Eğer şeylerin değişmeyen bir özü olduğuna inanıyorsak, Batı siyasetindeki bu ani ve radikal dönüşleri açıklamak kolay değildir. Bu keskin yön değişikliklerinin arkasında yatan şey, şu iddiayı temel alan bir dünya görüşüdür: Tarihte kalıcı, istikrarlı bir durum yoktur; değişmeyen bir öz yoktur; sonsuz ve sabit ilişkiler yoktur.

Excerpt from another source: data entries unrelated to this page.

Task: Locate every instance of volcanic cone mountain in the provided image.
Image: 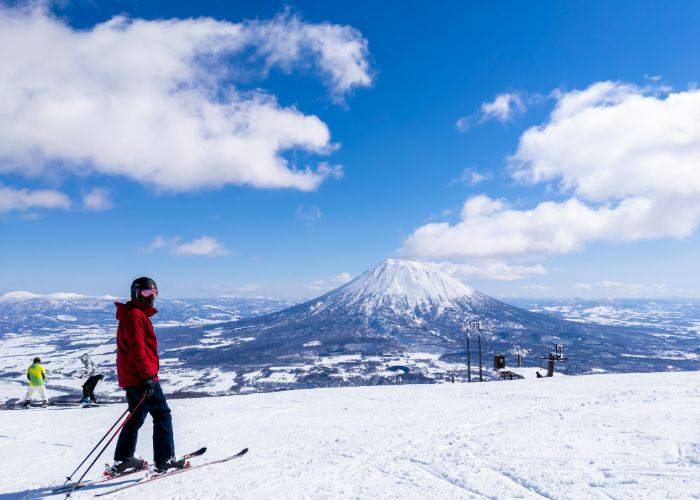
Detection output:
[174,259,684,380]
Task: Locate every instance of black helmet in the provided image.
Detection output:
[131,276,158,300]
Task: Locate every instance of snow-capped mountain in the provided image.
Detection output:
[0,259,700,397]
[167,259,696,387]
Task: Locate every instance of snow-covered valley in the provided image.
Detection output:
[0,372,700,499]
[0,259,700,407]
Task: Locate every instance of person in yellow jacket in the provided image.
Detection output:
[24,358,49,408]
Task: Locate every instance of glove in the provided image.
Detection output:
[143,377,156,399]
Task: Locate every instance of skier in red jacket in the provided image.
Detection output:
[107,277,186,475]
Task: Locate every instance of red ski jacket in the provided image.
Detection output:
[114,300,159,387]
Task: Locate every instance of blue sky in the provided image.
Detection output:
[0,2,700,297]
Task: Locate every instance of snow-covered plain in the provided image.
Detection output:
[0,372,700,499]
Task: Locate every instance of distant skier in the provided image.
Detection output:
[108,277,187,474]
[24,358,49,408]
[81,374,104,405]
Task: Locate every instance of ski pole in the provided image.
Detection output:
[63,408,129,484]
[66,394,146,498]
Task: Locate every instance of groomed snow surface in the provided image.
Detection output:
[0,372,700,499]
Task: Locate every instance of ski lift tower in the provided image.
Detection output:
[465,320,484,382]
[540,344,569,377]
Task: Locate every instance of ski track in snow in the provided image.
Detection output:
[0,372,700,500]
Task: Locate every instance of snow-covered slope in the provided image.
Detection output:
[167,259,698,390]
[320,259,475,314]
[0,372,700,499]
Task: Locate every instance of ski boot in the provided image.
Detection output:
[154,457,190,474]
[104,456,148,477]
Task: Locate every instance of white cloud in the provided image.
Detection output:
[294,205,323,226]
[238,283,264,293]
[572,280,669,297]
[408,82,700,270]
[304,272,352,292]
[512,82,700,202]
[333,273,352,283]
[449,168,493,186]
[481,93,525,123]
[142,235,230,257]
[83,188,114,211]
[431,260,547,281]
[0,185,71,213]
[142,235,170,252]
[173,236,229,257]
[455,92,527,132]
[0,7,372,191]
[523,285,549,293]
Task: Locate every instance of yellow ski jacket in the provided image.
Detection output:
[27,363,46,387]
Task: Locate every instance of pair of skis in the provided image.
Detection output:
[53,448,248,497]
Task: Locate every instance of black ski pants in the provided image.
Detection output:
[114,382,175,464]
[83,385,97,403]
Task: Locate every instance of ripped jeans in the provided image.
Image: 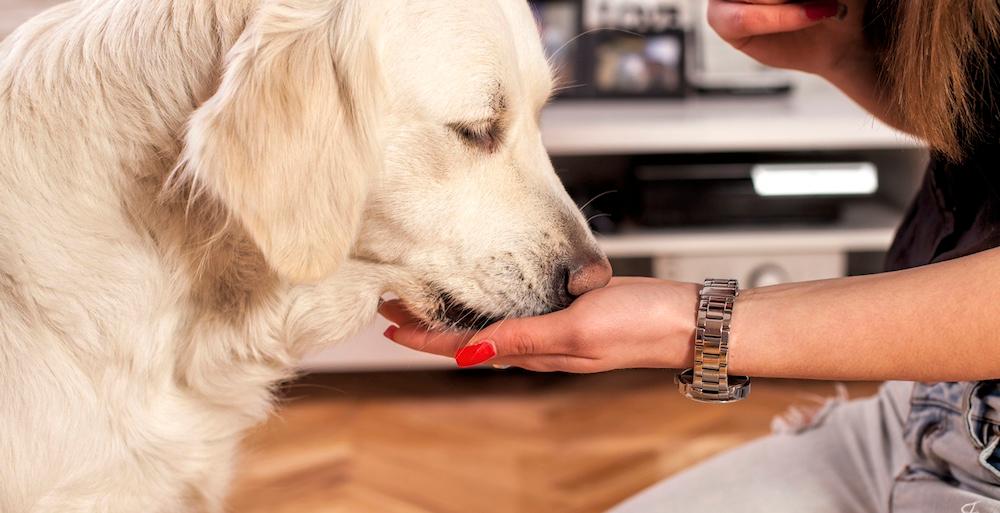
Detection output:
[610,382,1000,513]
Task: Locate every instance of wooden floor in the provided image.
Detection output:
[230,371,875,513]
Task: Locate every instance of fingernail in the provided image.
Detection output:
[455,340,497,367]
[802,3,840,21]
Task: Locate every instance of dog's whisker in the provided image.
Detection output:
[587,214,611,224]
[580,189,618,212]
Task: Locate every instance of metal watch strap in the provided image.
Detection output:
[675,279,750,403]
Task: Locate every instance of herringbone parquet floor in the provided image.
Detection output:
[230,371,875,513]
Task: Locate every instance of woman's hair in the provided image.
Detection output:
[865,0,1000,161]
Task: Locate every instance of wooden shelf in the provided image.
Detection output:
[598,200,902,258]
[542,84,920,156]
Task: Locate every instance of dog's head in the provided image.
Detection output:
[185,0,610,327]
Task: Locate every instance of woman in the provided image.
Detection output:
[383,0,1000,513]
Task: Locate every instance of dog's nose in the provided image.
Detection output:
[566,251,611,297]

Bu soru hep önemliydi. Ancak bugün, bir teröristin -Ebu Muhammed el-Colani’nin- 21. yüzyılın yeni kahramanı olarak dünyaya yeniden sunulduğu bir anda, bu mesele hayatlarımızda çok daha çarpıcı biçimde görünür hale geliyor. Ayrıca şunu da sormak gerekir: Kâr odaklı bir politikanın aracı haline getirilebilen, dostları ve düşmanları buna göre sınıflandıran bir anlayış gerçekten “ahlak” mıdır? Öyle ki bu anlayışta, ürkütücü bir katil bile “işe yarar bir dost” olarak yeniden markalanabilmektedir.
Belki de bu etik çöküş, meseleyi daha derin köklerinden ele almak için bir fırsattır. Bu durum yalnızca belli bir Batılı kapitalist ve siyasetçi sınıfının ahlaki zaafı mıdır, yoksa Batı’nın insanlığa genel olarak ve özellikle “öteki”ne bakışının tarihsel biçimini daha dikkatli incelemeyi mi gerektirir?
Bu sorun, Batı düşüncesini ve edebiyatını sürekli meşgul etmiş çok daha temel bir soruya işaret eder: Tanımlama ve belirleme meselesi. Şeylerin açık, sabit bir özü var mıdır, yoksa böyle bir istikrarlı öz hiç yok mudur da elimizde olan sadece sürekli akış ve değişim midir? Sağlam, kalıcı ve değişmeyen bir durum gerçekten var mıdır, yoksa yalnızca dönüşüm, istikrarsızlık ve farklılık mı vardır?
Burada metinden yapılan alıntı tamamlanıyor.